Cet «habitat-concept» de Didier Faustino n’est pas prêt d’être construit. Il ne s’agit pas de science-fiction mais, certainement, d’anticipation car tous les éléments constructifs sont disponibles pour sa réalisation. Ce n’est qu’une question de volonté ! Si demain un client commande une telle maison, sa modélisation trouvera sans problème son pendant dans la réalité de la construction. Aujourd’hui tout ce qui est programmé sur un ordinateur ne constitue que l’amorce d’une chaîne de fabrication automatisée et informatisée. Paradoxalement, à partir du moment où elle est numérisée, virtuelle, toute réalité constructible est possible !

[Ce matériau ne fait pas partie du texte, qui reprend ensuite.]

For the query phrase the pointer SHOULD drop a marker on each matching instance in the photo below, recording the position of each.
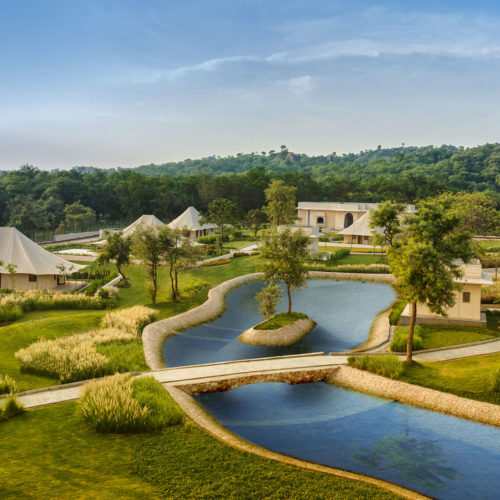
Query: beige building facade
(467, 308)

Assurément, Didier Faustino aime jongler avec les échelles par un jeu continuel entre la taille d’un artefact – objet de consommation (caméscope Sony) – celle d’une architecture domestique (Personal Billboard), en passant par une autre, monumentale (Mémorial de Gorée) et programmée à s’évanouir avec le temps et la force des éléments.
Les mots de la fin (provisoire) à l’architecte sans échelle : «Je pense que l’architecte doit toujours explorer les limites de sa discipline, de sorte à mettre en place de nouveaux protocoles de négociation avec le pouvoir et le capital, quitte à prendre le risque de ne plus être un architecte».